Tue, 12 Dec 2000 10:11:28 +0000
Ewan Birney wrote:
> Joseph -
> Thanks for your commits.
> I think it would be nice Joseph to talk through your objects first on the
> list and get feedback, in particular for the naming of your objects. Once
> commited we can't do a great deal about changing their names.
> This is partly my and partly heikki's fault for not making sure that you
> talked things through on the list first. Don't lose sleep over it, but be
> aware that you are now working in a collaborative enviroment, and you
> should post to the list before making large commits.

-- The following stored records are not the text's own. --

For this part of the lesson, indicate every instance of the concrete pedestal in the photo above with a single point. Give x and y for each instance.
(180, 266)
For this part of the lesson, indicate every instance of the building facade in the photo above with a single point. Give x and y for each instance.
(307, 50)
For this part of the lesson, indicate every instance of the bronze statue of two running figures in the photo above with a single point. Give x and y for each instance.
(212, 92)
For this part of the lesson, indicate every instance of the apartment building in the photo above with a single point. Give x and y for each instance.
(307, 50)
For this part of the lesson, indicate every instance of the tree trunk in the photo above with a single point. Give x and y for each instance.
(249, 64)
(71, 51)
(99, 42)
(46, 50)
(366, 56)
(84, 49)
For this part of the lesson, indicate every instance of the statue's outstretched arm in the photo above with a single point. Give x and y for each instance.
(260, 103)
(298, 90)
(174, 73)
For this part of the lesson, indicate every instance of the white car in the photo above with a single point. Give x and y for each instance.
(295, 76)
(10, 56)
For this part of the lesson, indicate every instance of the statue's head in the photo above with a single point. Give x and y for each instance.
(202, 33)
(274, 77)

> I think a nice post about what LiveSeq is and what it does to the list
> would be a good thing as well.
My apologies for not announcing this to the mailing list beforehand. I
had to be away yesterday and I had been putting pressure on Joseph to
commit his code for so long that he very dutifully did it on first
possible occasion after getting his login.
LiveSeq has actually been announced but so long ago that no one can
remember (see below for the text). Now that the files are in the
repository, we'll start cleaning the code and adding tests.
Any suggestions on naming and improving the code are welcome,
Subject: [Bioperl-l] Bio::Variation committed [Project: Computational
Mutation Expression Toolkit]
Date: Wed, 19 Jul 2000 14:35:46 +0100
From: Heikki Lehvaslaiho <firstname.lastname@example.org>
I just committed Bio::Variation files to bioperl-live. All in all 10
classes and 185 tests in seven t files. 'cvs update -d' and you can
see them all. Easiest way of getting grips with what these classes can
do is to have a look at test input files, e.g. t/mutation.dat.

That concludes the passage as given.